「誕生」ではなく、「復権」なのはなぜでしょうか?
実は、戦前、戦中には、「少年倶楽部」とその姉妹雑誌や模倣雑誌による、巨大な(「少年倶楽部」だけで月刊で百万部と言われています。当時の日本の人口は約7000万人でしたし、その大半は貧しい農民で本などを買う余裕はありませんでした)エンターテインメント・ビジネスが成立していたのです。
しかし、戦後は、マンガ雑誌(初期には絵物語が中心でした)に取って代わられてしまいました。
つまり、児童文学のエンターテインメントには、そもそもかなりのビジネス・ポテンシャルがあったということになります。
そうした状況において、1978年に出版され始めた那須正幹「ズッコケ三人組」シリーズをきっかけにして、児童文学界においてエンターテインメント・ビジネスが復権しました。
それまでの「ためになる」「何かを知ることができる」「感動できる」「刺激を受ける」といった主として知的好奇心を満足させる読書体験に、「楽しい」「気楽に読める」、「心地よい」そして時にはたんなる「ひまつぶし」といった娯楽的な読書体験が付け加わりました(それまでは、当時のマンガがその役割を果たしていました)。
その背景としては、80年代の出版バブルによる出版点数の増大と多様化があります。
このころの多様化の例としては、他に「タブーの崩壊」、「越境」などがあります。
(「タブーの崩壊」とは、それまで日本の児童文学でタブーとされてきた「死」、「離婚」、「性」、「家出」などの人生の負の部分を扱う作品が登場したことを指します。代表的な作品には、国松俊英「おかしな金曜日」や那須正幹「ぼくらは海へ」などがあります。
「越境」とは、心理描写などの小説的な技法が取り入れられた作品が登場して、児童文学と大人の文学の境目がはっきりしなくなったことを言います。代表的な作品には、江國香織「つめたいよるに」、森絵都「カラフル」などがあります。この現象は、児童文学の読者対象(特に女性)の年齢の上限を引き上げました。これはポスト「現代児童文学」の話と繋がります。)
また、マーケティング的な観点で言うと、団塊ジュニアという大きなマーケットが存在したこともその背景にあります。
(もうひとつのエンターテインメント・ビジネス誕生の消極的な理由に、児童文学ビジネスの固有な事情があります。
それは、子どもたちと本との間に存在する介在者(両親、教師、司書などの大人たち)です。子どもたちが自分自身で本を購入することはまれで、こうした介在者を通して本に触れることが多いのです(子どもたちの目の前の本棚に、どんな本が並んでいるかも含めて)。
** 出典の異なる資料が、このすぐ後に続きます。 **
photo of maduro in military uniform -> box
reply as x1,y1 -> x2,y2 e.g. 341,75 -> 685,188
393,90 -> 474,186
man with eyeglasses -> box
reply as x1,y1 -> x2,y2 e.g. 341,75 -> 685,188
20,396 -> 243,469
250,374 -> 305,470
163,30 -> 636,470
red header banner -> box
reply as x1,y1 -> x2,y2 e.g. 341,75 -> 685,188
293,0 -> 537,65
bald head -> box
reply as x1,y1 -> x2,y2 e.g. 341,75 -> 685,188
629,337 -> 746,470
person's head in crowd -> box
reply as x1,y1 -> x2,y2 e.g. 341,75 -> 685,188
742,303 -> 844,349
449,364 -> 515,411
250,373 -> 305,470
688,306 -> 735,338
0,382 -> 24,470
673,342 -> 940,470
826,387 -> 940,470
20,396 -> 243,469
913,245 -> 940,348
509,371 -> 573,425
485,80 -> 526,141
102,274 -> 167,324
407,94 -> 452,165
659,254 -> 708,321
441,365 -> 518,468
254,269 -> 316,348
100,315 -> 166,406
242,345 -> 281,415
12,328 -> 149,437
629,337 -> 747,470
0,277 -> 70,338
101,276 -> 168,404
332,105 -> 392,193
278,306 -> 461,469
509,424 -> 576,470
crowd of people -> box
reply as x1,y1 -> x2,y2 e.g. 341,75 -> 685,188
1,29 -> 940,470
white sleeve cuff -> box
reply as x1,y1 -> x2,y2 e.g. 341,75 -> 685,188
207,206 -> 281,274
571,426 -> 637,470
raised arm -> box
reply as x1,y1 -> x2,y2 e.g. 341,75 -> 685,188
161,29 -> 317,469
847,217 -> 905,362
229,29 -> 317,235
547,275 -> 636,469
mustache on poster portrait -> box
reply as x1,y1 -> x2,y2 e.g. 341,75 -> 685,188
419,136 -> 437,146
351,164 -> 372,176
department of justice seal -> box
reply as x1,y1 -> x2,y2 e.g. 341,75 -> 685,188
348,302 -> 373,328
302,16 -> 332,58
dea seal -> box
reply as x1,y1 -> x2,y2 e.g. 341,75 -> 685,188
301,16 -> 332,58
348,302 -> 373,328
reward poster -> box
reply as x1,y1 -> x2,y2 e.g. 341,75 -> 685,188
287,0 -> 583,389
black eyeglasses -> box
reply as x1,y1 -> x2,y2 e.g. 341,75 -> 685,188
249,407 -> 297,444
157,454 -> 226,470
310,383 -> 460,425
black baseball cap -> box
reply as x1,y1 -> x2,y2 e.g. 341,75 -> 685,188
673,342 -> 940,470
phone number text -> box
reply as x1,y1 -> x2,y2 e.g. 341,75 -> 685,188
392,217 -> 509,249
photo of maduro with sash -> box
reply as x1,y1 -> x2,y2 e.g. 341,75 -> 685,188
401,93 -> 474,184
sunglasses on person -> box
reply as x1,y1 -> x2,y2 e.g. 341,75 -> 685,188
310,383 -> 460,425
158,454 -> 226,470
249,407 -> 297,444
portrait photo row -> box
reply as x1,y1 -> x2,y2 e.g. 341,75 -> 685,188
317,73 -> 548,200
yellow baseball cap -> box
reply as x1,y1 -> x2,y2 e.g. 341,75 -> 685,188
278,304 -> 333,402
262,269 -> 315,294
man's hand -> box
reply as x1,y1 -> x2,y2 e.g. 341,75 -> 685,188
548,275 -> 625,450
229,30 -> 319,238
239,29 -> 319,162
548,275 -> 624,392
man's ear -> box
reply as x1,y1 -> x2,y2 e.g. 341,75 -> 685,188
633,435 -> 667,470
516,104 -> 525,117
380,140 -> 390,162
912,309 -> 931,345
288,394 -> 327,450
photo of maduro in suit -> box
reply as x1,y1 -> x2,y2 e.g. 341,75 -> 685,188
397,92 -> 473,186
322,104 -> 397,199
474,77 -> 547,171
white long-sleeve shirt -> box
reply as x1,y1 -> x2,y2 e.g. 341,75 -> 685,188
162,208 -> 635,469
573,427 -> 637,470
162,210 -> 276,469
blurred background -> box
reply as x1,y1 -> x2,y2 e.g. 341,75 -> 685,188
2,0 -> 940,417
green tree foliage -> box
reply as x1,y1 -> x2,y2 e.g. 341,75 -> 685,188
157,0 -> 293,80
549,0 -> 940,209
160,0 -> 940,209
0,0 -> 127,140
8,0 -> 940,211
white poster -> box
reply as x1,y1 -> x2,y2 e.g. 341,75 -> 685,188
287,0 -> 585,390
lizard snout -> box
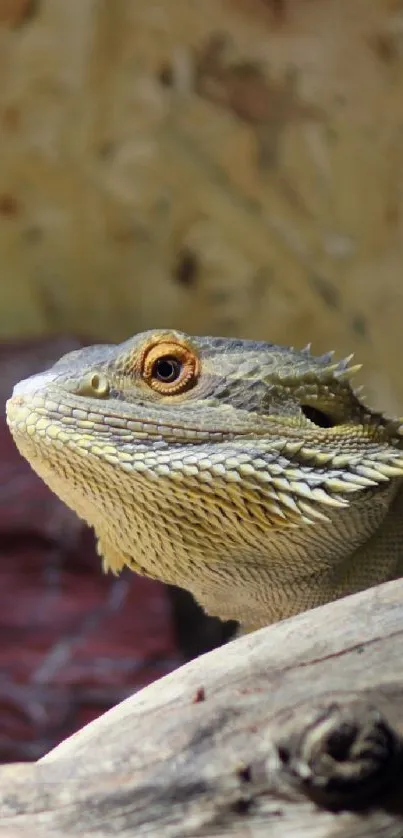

そうした人たちが、子どもたちに本を手渡す時に、「マンガよりはまし。こんな(?!)本でも読めば字を覚えるなど勉強の足しになるかもしれないし、もっとましな(?!)本を読むきっかけになるかもしれない」と、当時(今でも?)は考えたので、子どもたちはマンガの代わりに手を出しやすかったのでしょう。また、授業などで読書のノルマがあった時に、字の少ない薄いエンターテインメント作品(後で述べますが、「ズッコケ三人組」シリーズはぜんぜん違います)でも、一冊は一冊と主張できます。)